Silent Circle derives its privacy power from what Zimmerman describes as a “crude” system where users verify the security of their communication. Each user has a hash (portion) of the encryption key display on their screen. In a secured connection, both parties share the same hash. Users can then audibly verify with the person they are speaking to that their hashes match. If a third party taps into their communication through a man-in-the-middle attack, the attacking party would pull a different portion of the encryption key and the hash that each original user views would be different. Thus both original parties could see their communication was being intercepted.

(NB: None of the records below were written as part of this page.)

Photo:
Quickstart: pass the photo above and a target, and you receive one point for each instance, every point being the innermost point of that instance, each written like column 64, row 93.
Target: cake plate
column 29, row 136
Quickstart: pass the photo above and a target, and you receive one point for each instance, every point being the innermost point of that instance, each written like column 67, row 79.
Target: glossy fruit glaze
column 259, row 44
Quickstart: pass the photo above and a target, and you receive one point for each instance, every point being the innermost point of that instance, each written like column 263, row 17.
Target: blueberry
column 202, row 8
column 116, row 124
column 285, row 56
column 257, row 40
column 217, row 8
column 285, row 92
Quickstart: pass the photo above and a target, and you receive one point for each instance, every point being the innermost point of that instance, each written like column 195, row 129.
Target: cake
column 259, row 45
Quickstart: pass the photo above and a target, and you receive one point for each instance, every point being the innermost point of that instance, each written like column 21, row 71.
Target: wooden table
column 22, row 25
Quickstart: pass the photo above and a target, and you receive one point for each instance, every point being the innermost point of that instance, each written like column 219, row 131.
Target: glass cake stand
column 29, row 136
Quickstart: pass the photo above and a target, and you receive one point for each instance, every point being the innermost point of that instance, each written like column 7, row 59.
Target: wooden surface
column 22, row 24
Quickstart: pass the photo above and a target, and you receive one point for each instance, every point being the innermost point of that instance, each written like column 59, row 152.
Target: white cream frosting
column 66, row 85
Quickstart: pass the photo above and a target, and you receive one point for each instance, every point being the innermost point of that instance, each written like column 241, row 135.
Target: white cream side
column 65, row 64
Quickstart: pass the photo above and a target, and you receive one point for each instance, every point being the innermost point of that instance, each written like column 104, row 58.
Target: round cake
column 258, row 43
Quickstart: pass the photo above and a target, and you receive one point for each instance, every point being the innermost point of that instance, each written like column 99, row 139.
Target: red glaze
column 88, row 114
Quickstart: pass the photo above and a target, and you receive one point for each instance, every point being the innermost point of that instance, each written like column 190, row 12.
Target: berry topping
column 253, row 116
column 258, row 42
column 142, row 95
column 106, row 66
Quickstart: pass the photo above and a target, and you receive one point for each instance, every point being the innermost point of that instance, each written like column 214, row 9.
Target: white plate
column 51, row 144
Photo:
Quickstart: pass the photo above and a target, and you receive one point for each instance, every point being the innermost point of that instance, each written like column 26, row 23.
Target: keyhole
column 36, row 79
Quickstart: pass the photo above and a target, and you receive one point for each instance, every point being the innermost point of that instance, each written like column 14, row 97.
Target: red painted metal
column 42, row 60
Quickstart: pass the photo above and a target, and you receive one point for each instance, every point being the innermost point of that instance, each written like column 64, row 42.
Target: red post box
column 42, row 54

While Zimmermann concedes that it is still possible that the NSA could glean metadata about who is calling whom, it is impossible for them to access the underlying communication without detection. How does Zimmermann hold these views with such confidence? Simple: the government wants it that way. With the variety of legislators and intelligence organizations that now rely on Silent Circle to protect their own data, no one wants Silent Circle to create a backdoor. In what may be a totally new occurrence, the security interests of the Senator, FBI agent, and college student may all be aligned: a totally secure form of communication.
While the security features of this service are impressive, what is truly remarkable is the way it captures the needs of both the private and the public sectors. Many of the security discussions today center on the public verses the government. However, as Silent Circle demonstrates, perhaps that tension is less pronounced than it appears. If we can build more secure technology solutions that bundle the needs of the private and public sectors then we can incentivize everyone to respect the importance of privacy.